日商簿記2級の合格を目指す人のほとんどが、日商簿記3級に合格された人ではないでしょうか。

 

そして、その中には、日商簿記3級に一発で合格された人も多いはずです。

 

しかしながら、日商簿記2級は、日商簿記3級と比較して難易度が、かなり上がることがことから、いくら日商簿記3級に一発で合格した人でも苦しむことも多いです。

 

なぜなら、平成28年6月に出題範囲が大幅に変更に改訂されたので、おのずと難易度が上がったように思います。

 

ただし、従来通り、得点すべきところでしっかりと得点すれば合格できる試験ということには変わりないので、心配は必要ないと思います。

 

そこで、今回は日商簿記2級の商業簿記のうち、「満期保有目的債券の問題について、おすすめの解き方」をお伝えしていきたいと思います。

スポンサーリンク

満期保有目的債券とは?

 

日商簿記3級に受験せずに、日商簿記2級の本試験が初めての人もいるかもしれないので、

 

まずは、満期保有目的債券とはどういうものなのかについて、説明していきたいと思います。

 

満期保有目的債券とは、

 

有価証券のうち、利息の受け取りを目的として、その有価証券の満期日まで保有する社債(債券)などを満期保有目的債券と言います。

 

有価証券のうち、売買目的有価証券は得意とされる人が多いのですが、この満期保有目的債券を苦手とされる人が多いです。

 

ちなみに、売買目的有価証券を簡単に説明すると、

 

売買目的有価証券とは、「「価格変動を利用して、利益を得る目的で取得した有価証券」を言います。

 

満期保有目的債券の問題については、3つの取扱いがあります。

 

①購入時

②利息受取時

③決算時

 

これら3つの取扱いの処理ができれば、満期保有目的債券の問題については、大丈夫です。

 

ちなみに、売買目的有価証券のような売却時の処理は満期保有目的債券では出てきません。

 

それは、そもそも満期保有目的債券については、満期まで保有することを目的としているので、満期までの間に売却することを想定していないからです。

 

ですから、満期保有目的債券については、売却時の処理は出てこないのです。

 

それでは、続いて、具体的な処理方法について、お伝えしていきたいと思います。

スポンサーリンク

①購入時の処理

満期保有目的債券購入時の処理は、

 

付随費用を含めて取得原価とします。

 

購入代価+付随費用=満期保有目的債券の取得原価

 

例えば、満期保有目的債券の購入代価が150,000円で、購入手数料が1,000円だとします。

 

150,000円+1,000円=151,000円

 

このように、満期保有目的債券の取得原価を算定していきます。

 

ですので、満期保有目的券債の購入時の処理としては、付随費用があるのか、ないのか?を確認し、もし付随費用があるのであれば、満期保有目的債券の購入代価に加算して、満期保有目的債券の取得原価を算定して下さい。

 

②利息受取時の処理

 

満期保有目的債券の利息受取時の処理は、

 

利息受取時に、額面金額に利率を乗じて計算します。

 

満期保有目的債券の額面金額×利率=有価証券利息(営業外収益)

 

例えば、4月に満期保有目的債券(額面金額100,000円)を取得し、翌年の3月に利息を現金で、受け取るとします。
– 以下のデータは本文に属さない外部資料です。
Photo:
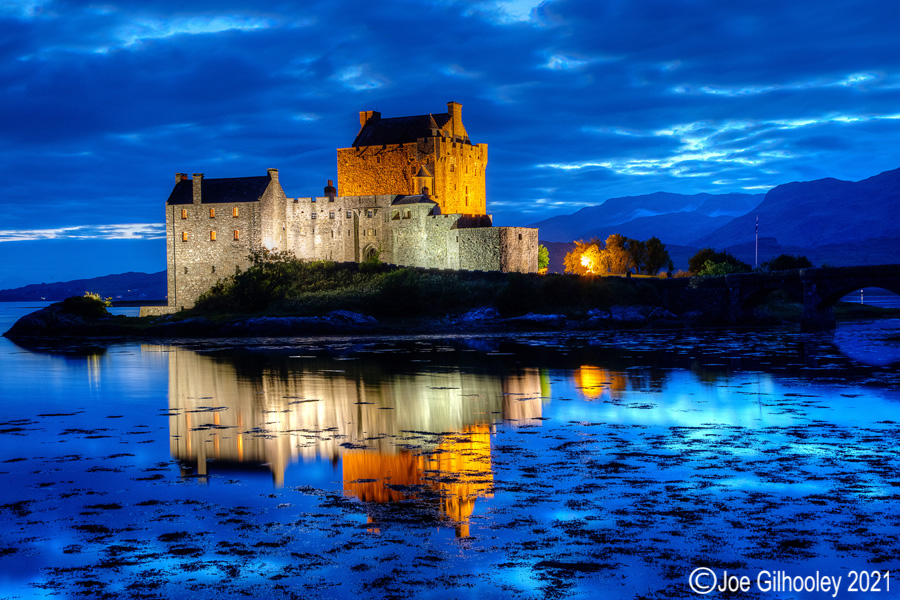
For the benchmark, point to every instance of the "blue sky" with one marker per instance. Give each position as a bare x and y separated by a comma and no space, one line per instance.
579,101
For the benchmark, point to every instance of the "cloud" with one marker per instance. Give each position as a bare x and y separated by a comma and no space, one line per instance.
124,231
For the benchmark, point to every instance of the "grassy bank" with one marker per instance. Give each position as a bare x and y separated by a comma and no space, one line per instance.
279,284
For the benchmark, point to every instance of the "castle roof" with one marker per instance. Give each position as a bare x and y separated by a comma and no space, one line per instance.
399,130
232,189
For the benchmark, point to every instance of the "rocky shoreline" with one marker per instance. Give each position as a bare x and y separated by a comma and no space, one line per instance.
54,322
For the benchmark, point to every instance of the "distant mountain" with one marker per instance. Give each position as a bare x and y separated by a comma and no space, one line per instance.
673,218
125,286
826,212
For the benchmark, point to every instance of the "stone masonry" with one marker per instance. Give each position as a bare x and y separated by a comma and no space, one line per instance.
212,225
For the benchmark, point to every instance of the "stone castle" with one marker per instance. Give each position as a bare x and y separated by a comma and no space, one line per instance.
412,192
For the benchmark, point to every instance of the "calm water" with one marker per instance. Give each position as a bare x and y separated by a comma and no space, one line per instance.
542,466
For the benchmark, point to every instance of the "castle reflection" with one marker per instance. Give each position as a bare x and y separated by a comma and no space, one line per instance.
398,434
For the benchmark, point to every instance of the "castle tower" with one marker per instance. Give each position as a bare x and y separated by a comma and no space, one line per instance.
403,155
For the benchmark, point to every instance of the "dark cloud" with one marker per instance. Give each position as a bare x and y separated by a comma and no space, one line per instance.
579,100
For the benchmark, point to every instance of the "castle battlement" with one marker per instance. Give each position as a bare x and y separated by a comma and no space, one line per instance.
413,195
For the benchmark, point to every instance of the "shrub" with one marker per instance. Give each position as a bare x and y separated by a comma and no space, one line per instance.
783,262
90,305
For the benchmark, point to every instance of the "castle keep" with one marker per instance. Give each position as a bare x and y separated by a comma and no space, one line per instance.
412,193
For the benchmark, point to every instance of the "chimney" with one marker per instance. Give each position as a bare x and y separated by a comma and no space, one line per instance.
198,181
368,115
330,191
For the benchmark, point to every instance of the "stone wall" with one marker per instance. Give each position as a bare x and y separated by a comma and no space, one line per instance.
458,170
195,260
459,177
505,249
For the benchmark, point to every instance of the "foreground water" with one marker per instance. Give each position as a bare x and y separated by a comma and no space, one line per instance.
557,466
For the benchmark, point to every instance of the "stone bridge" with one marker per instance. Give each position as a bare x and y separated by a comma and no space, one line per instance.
734,297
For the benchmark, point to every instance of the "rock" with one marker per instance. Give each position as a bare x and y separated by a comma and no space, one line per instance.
539,319
483,313
349,317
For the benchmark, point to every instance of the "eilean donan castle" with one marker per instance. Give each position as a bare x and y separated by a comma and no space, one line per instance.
411,191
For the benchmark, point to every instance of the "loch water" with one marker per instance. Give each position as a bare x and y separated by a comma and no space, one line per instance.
546,465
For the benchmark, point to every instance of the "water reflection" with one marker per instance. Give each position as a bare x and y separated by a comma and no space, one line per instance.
397,436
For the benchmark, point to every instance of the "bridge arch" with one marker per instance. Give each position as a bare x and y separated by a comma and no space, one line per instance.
835,294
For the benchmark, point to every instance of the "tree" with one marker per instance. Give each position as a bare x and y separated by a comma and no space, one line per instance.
582,260
697,264
638,252
657,257
783,262
543,257
614,258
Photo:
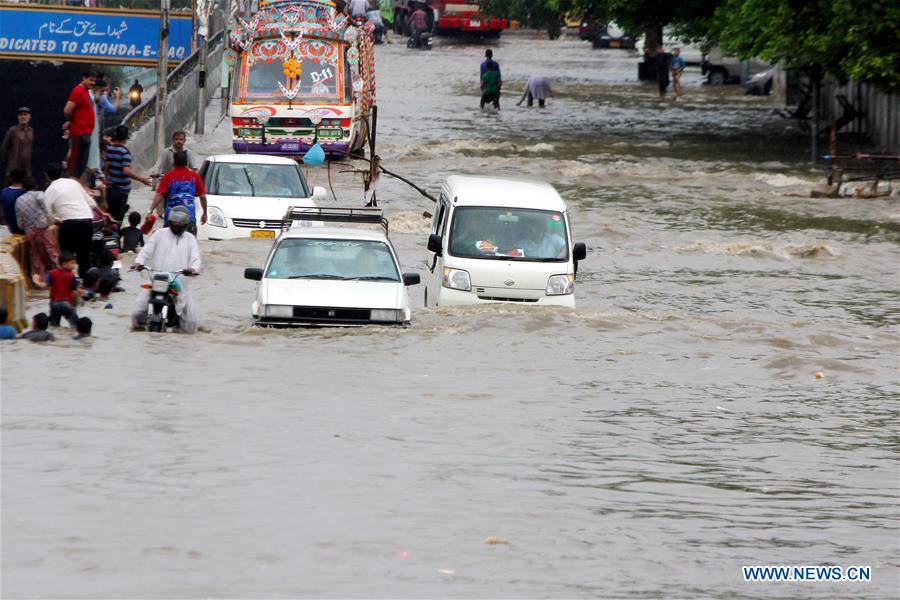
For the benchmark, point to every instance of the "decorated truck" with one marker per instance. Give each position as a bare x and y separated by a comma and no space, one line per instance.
302,74
450,17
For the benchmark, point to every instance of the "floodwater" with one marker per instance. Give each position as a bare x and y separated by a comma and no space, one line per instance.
649,443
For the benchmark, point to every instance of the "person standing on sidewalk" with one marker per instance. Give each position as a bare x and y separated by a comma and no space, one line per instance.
102,105
119,174
31,214
80,117
68,203
15,151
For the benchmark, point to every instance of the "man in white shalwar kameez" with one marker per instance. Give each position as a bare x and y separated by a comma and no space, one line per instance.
171,249
537,88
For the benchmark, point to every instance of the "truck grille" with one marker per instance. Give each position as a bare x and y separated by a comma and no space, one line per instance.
501,299
254,223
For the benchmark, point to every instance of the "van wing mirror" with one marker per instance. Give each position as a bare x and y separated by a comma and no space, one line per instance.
435,244
579,251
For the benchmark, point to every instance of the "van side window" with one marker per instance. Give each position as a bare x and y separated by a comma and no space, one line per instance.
439,216
445,216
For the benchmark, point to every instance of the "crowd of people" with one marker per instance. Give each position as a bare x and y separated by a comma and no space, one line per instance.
86,197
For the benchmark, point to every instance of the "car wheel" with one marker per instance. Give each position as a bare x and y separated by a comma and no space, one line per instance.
717,77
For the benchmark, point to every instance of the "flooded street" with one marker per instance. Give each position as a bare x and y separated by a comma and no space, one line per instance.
649,443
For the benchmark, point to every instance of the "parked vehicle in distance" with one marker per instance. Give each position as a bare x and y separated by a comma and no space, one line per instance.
611,36
332,275
760,84
247,195
500,240
449,18
720,69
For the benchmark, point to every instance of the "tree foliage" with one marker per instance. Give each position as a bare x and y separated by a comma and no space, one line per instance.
842,38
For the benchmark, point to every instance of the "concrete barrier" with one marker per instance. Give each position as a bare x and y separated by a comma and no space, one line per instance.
12,283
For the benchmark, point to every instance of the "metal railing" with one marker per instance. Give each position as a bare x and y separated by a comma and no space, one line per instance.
146,110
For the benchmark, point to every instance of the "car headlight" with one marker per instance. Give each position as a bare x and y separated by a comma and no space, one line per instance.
385,314
560,285
280,311
456,279
215,217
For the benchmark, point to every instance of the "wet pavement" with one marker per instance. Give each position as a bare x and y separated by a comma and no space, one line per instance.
648,443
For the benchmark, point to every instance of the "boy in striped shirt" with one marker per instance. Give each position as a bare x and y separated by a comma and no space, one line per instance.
119,174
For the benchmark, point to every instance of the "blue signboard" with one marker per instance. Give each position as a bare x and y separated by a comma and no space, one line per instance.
121,37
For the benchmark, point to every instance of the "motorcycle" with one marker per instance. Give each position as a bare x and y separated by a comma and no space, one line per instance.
424,42
164,290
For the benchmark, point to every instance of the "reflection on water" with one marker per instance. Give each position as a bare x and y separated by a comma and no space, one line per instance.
648,443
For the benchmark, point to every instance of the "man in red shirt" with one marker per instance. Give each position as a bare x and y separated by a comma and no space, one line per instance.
79,123
179,187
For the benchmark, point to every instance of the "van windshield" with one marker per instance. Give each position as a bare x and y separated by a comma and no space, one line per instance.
509,234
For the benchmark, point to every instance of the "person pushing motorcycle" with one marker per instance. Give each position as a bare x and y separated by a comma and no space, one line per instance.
175,250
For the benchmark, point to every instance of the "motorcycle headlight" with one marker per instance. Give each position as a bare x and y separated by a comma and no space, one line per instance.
560,285
388,315
456,279
279,311
215,217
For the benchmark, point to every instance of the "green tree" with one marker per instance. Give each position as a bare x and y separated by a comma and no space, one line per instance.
842,38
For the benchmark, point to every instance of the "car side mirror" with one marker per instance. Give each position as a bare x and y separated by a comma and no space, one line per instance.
579,251
435,244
(利率5%)

 

100,000円×0.05=5,000円

 

仕訳 現金預金 5,000円 / 有価証券利息(営業外収益) 5,000円

 

このように、利息の受け取りは、利息受取時に、有価証券利息として、処理します。

 

ただし、利息の受け取りが翌期にまたがる場合には、会計上は適正な期間損益計算の観点から、当期に対応する分を未収収益として計上しなければなりません。

 

しかし、応用論点については、再度改めて説明させていただきたいと思います。

 

③決算時の処理

 

決算時の処理としては、

 

原則としては、満期保有目的債券は、評価替えを行いません。

 

そして、例外的に、額面金額と取得原価とが金利の調整と認められる場合につき、償却原価法により評価替えを行います。

 

償却原価法を簡単に説明すると、

 

償却原価法とは、額面金額100,000円と取得原価98,000円である場合で、額面金額と取得原価が異なる時に、その差額(2,000円)を購入時から満期時まで取得原価に加減算して、取得原価を額面金額に近づけていく方法を言います。

 

上記の例で言えば、初年の処理としては、(×1年4月に購入、決算月3月、満期月×5年3月)

 

(100,000円-98,000円)×12ヵ月/48ヵ月 = 500円

 

仕訳 満期保有目的債券 500円 / 有価証券利息 500円

 

このように、決算時に処理します。

 

上記の例では、12ヵ月分の処理でしたが、例えば、期中の×1年6月に満期保有目的債券を取得したのなら、額面金額と取得原価の差額に、10ヶ月/48ヵ月を乗じることとなるので、問題文の読み飛ばしには注意が必要です。

 

このように、満期保有目的債券については、苦手な人が多いのですが、購入時、利息受取時、決算時の3つの処理があることをまずは理解した上で、

 

今どのような処理が必要なのかを考えながら解いていくと、正確な解答が導けると思います。

 

あとは、いかに問題演習を繰り返し解いて、慣れるかが重要でしょう。

 

このように、今回は「日商簿記2級の満期保有目的債券の問題の解き方」について、お伝えしました。

 

少しでも参考になれば、幸いです。

 

最後までお読みいただき、ありがとうございました。